/Una extraña leyenda urbana del este de la provincia

Una extraña leyenda urbana del este de la provincia

La zona no ha cambiado en años, el basural junta día a día un poco más de basura y animales carroñeros  que se alimentan de ella. Perros que se reproducen como conejos copan las orillas en horas de sol mostrando sus cuerpos delgados, hambrientos y al pasar de algún que otro vecino, cuyas casas están alejadas entre sí, gruñen dejando ver sus dientes gastados de tanto escarbar entre los huesos de animales ya muertos en busca de un pedazo de carne. Los pájaros que no sabría identificarlos por color o por especie sobrevuelan a toda hora el espeso y ancho manto de desperdicio  tendido en esa tierra muerta. Las noches allí son intransitables e interminables, la calle, de tierra y piedras,  sin iluminación alguna, excepto por aquellas noches que el claro de luna guía al pasante entre sus bordes, es refugio de algunos animales que se alejan del resto en espera de alimento. Los otros, al caer el sol se alzan entre la mugre para caminar hasta el bosque o la arboleda, donde muchas hembras tienen sus crías y las amamantan. La noche frente al bosque la convierte en tétrica por sus sonidos. Las peleas de perros, los hambrientos cachorros que lloran por alimento, los pájaros que no cantan pero que en sus ramas observan cuales sobreviven y cuales no generan un ambiente inhabitable.

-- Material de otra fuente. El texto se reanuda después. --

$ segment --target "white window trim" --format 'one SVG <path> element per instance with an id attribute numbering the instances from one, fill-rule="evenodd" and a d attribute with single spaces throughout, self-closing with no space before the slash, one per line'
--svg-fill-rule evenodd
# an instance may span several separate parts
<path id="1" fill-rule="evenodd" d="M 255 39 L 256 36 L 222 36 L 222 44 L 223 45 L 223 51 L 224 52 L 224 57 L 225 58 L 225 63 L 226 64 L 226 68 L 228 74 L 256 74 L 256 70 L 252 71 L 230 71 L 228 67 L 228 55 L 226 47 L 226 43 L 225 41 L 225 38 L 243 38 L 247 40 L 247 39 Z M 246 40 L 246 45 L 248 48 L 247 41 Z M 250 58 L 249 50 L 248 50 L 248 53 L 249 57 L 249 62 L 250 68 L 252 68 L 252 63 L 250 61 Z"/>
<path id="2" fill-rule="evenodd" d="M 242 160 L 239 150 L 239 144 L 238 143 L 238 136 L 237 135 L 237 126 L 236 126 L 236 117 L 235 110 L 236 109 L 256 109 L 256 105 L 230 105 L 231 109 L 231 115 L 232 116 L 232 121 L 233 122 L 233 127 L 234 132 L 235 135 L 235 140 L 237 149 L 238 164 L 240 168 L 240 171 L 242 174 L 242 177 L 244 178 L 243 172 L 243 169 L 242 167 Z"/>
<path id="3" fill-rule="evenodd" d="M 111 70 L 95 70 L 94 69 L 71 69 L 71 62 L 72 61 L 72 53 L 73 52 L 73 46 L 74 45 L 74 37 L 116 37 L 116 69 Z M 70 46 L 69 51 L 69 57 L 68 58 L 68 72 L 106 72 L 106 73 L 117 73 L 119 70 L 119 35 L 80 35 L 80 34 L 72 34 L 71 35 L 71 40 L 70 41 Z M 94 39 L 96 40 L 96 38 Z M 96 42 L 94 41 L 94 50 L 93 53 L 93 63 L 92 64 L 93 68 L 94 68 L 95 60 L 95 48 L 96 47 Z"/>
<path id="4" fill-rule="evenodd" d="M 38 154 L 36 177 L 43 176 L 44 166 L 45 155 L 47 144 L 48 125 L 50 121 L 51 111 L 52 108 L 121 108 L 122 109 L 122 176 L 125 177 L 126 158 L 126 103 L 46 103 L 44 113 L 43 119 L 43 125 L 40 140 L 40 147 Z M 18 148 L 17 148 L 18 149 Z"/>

Juan murió hace tres días, el jueves en la madrugada, dicen. Mucho no supieron contar de su muerte, tal vez porque no lo conocían, por miedo o quizá porque su cuerpo en descomposición fue encontrado ayer a la tarde por una vecina, casi de su misma edad, al parecerle extraño que no se encontraba bajo el pimiento de su rancho tomando mates junto a su compañero, Negro, un perro de la calle que perdido terminó sin salida en el pequeño rancho a unos trescientos metros de su hogar, el basural.

El apellido de Juan no lo conocía nadie, hasta ayer, cuando el comisario de la seccional del departamento tuvo que acudir a la vivienda por un llamado anónimo. Supo reconocer, entre el lugar atiborrado de trapos, leñas y mugre, el cuerpo del anciano. – ¡Juan Rosales! Expresó al verlo. En su voz se veía la figura de un niño a punto de llorar por haber escuchado una historia de brujas, su mirada instantáneamente fue desviada del cuerpo, sobre todo de las crespas piernas del difunto, que en ellas se veían enrolladas quemaduras.  El comisario Ochoa conocía su apellido no por casualidad. Hace dos años, cruzando el cañaveral junto a su rancho, había una casita muy humilde, por desgracia se incendió producto del viento zonda. Murieron dos jóvenes de catorce y dieciséis años que confundidos y aterrados por las llamas no supieron escapar. Sus cuerpos totalmente carbonizados yacían en  medio de los escombros y Juan, obligadamente, tuvo que ser testigo del hecho.

María, la anciana que encontró su cuerpo se hallaba junto al comisario. Se crearon largos momentos de silencio y suspenso, sus miradas se desviaban constantemente del cuerpo. Increíblemente alguien no se alejaba de Juan, su perro, que ya desganado por el tiempo y el hambre parecía esperar su hora también, tendido casi a la altura de los brazos de  su dueño. La policía acudió, junto al cuerpo forense, eran no más de cinco o seis las personas que allí se encontraban pero ninguna la que tomara la iniciativa de levantar a Juan del húmedo piso de tierra. Finalmente, entre miradas, presuntas llamadas por radio a otros compañeros, susurros que iban y venían por la causa de muerte, se decidió un joven, que parecía enfermero, a cargarlo y llevarlo a la morgue del hospital más cercano.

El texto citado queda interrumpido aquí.